Zengwei Zhengac,
Yi Liud,
Mengzhu Heac,
Dan Chenac,
Lin Sunac and
Fengle Zhu*b
aSchool of Computer & Computing Science, Zhejiang University City College, Hangzhou 310015, China
bCollege of Mechanical Engineering, Zhejiang University of Technology, Hangzhou 310023, China. E-mail: zhufl@zjut.edu.cn
cIntelligent Plant Factory of Zhejiang Province Engineering Lab, Hangzhou 310015, China
dCollege of Computer Science & Technology, Zhejiang University, Hangzhou 310027, China
First published on 21st March 2022
The selection of effective and representative spectral bands is extremely important in eliminating redundant information and reducing the computational burden for the potential real-time applications of hyperspectral imaging. However, current band selection methods act as a separate procedure before model training and are implemented merely based on extracted average spectra without incorporating spatial information.
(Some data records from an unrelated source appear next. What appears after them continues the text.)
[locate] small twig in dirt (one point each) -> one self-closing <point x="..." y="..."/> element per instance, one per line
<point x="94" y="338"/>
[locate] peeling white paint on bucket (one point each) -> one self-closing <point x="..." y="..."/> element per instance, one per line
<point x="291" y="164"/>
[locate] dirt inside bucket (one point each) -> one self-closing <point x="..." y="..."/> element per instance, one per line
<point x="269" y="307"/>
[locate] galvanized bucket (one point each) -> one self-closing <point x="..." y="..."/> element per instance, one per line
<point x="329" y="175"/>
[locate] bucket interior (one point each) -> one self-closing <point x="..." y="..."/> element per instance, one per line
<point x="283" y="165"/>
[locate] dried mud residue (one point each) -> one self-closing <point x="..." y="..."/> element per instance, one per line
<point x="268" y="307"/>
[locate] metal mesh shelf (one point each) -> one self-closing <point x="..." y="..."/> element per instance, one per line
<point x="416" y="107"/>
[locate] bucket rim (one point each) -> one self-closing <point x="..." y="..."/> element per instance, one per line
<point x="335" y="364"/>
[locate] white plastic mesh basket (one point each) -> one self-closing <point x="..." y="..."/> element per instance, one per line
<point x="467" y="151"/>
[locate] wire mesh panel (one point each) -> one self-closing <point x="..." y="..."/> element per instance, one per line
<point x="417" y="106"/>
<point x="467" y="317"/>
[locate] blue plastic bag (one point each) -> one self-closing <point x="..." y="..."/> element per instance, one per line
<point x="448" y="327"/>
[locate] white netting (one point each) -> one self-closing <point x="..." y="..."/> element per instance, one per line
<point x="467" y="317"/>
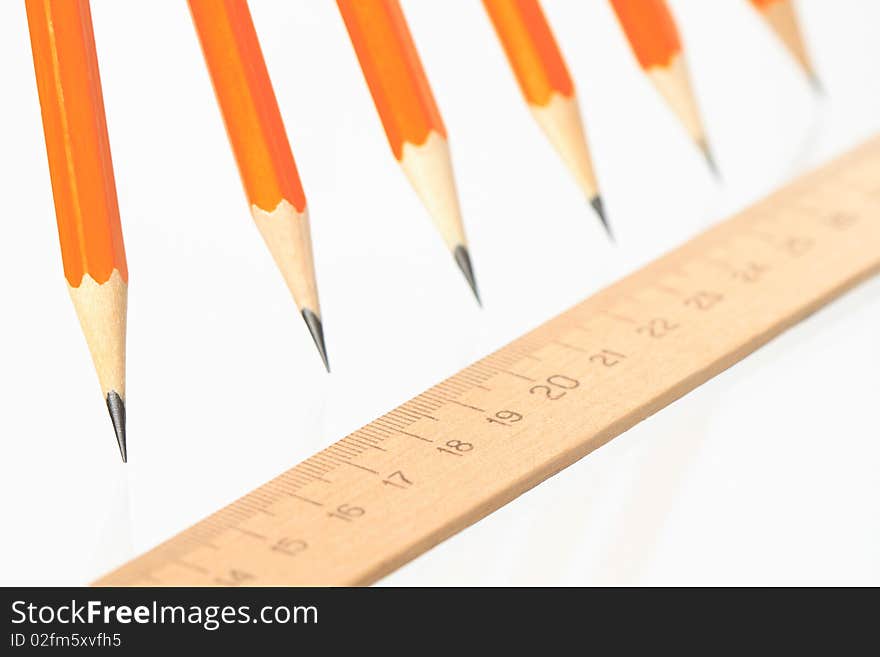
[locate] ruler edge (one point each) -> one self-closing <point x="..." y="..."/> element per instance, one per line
<point x="507" y="494"/>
In this paper, an end-to-end trainable network framework that combines band selection, feature extraction, and model training was proposed based on a 3D CNN (convolutional neural network, CNN) with the attention mechanism embedded in its first layer. The learned band attention vector was adopted as the basis of a band importance indicator to select effective bands. The proposed network was evaluated by two datasets, a regression dataset for predicting the relative chlorophyll content (soil and plant analyzer development, SPAD) of basil leaves and a classification dataset for detecting the drought stress of pepper leaves. A number of calibration models, including SVM, 1D-CNN, 2B-CNN (two-branch CNN), 3D ResNet and the developed network were established for performance comparison. Results showed that the effective bands selected by the proposed attention-based model achieved higher regression R2 values and classification accuracies not only than the full-spectrum data, but also than the comparative band selection methods, including traditional SPA (successive projections algorithm) and GA (genetic algorithm) methods and the latest 2B-CNN algorithm. In addition, different from the traditional methods, the proposed band selection algorithm can effectively select bands while carrying out model training and can simultaneously take advantage of the original spectral–spatial information. The results confirmed the usefulness of the proposed attention mechanism-based convolutional network for selecting the most effective band combination of hyperspectral images.
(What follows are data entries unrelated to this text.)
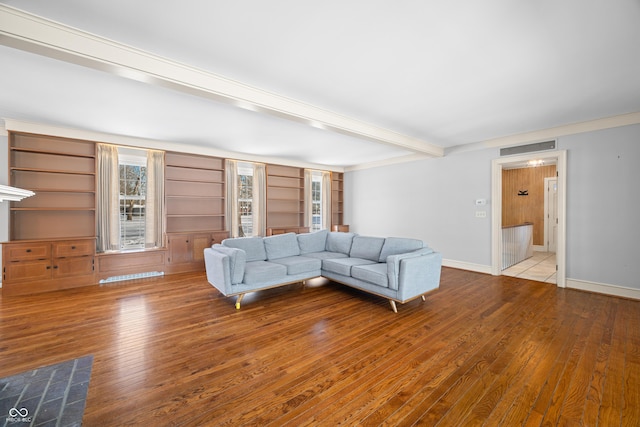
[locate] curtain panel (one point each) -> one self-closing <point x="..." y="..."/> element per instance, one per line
<point x="232" y="216"/>
<point x="108" y="201"/>
<point x="259" y="202"/>
<point x="308" y="198"/>
<point x="154" y="203"/>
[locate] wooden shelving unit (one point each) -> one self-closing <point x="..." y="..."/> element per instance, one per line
<point x="337" y="198"/>
<point x="195" y="208"/>
<point x="61" y="172"/>
<point x="285" y="196"/>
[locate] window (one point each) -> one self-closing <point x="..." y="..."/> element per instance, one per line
<point x="132" y="167"/>
<point x="245" y="198"/>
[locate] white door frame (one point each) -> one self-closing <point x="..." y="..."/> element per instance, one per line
<point x="560" y="157"/>
<point x="547" y="211"/>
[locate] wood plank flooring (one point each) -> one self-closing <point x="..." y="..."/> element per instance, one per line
<point x="481" y="350"/>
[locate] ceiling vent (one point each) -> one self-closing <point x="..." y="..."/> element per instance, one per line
<point x="521" y="149"/>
In order to effectively select bands, a great number of researchers have devoted to making their efforts. At present, the most popular and widely applied methods are still the traditional spectral feature selection algorithms, such as genetic algorithm (GA),14 successive projections algorithm (SPA)15 and uninformative variable elimination (UVE).16
In recent years, with the rapid development of deep learning technology and its wide application in various fields, many researchers also start to select effective spectral bands based on CNN (convolutional neural network, CNN). In addition to the average spectrum, CNN can also directly take the original hyperspectral images as input without flattening the sample in advance as the traditional method, and it is effective in both classification and regression tasks.17 Acquarelli et al.18 stated that CNN could effectively identify important spectral regions and the iterative training based on deep learning could successfully realize the selection of effective bands. Although both the traditional methods and the approach proposed by Acquarelli et al.18 contributed greatly to the effective band selection, they were all based on the average spectrum manually extracted by ROI (region of interest) from each sample and did not fully take advantage of the rich spatial information of hyperspectral images.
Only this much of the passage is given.